10. The system as in claim 8, wherein the first dataset is received from a continuous control monitoring (CCM) feed.

11. The system as in claim 8, wherein the first set of prompts is a few-shot example set in the prompt carousel.

12. The system as in claim 8, wherein, when additional context is required to generate a given prompt, the processor is configured to query a vector database based on the first dataset.

13. The system as in claim 12, wherein the vector database is populated based on information in a knowledge base.

14. The system as in claim 8, wherein the assessment is of at least one of the completeness, accuracy, or validity of the first dataset.

15. A non-transitory computer-readable media comprising instructions that, when executed by one or more processors, cause operations comprising:

receiving a first dataset;

selecting a first set of prompts in a prompt carousel based on the first dataset;

determining based on the first dataset, whether or not additional context is required to generate a prompt;

based on the determining, generating a prompt responsive to the first dataset;

evaluating the generated prompt in a large language model (LLM); and

outputting the evaluation.

16. The non-transitory computer-readable media as in claim 15, wherein the first dataset comprises at least a question, an answer, and an instruction for evaluating the answer with respect to the question.

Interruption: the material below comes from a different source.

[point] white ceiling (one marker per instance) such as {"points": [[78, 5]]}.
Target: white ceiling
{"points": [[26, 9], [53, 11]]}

17. The non-transitory computer-readable media as in claim 15, wherein the first dataset is received from a continuous control monitoring (CCM) feed.

18. The non-transitory computer-readable media as in claim 15, wherein the first set of prompts is a few-shot example set in the prompt carousel.

19. The non-transitory computer-readable media as in claim 15, wherein, when additional context is required to generate a given prompt, the processor is configured to query a vector database based on the first dataset.

20. The non-transitory computer-readable media as in claim 19, wherein the vector database is populated based on information in a knowledge base; and wherein the assessment is of at least one of the completeness, accuracy, or validity of the first dataset.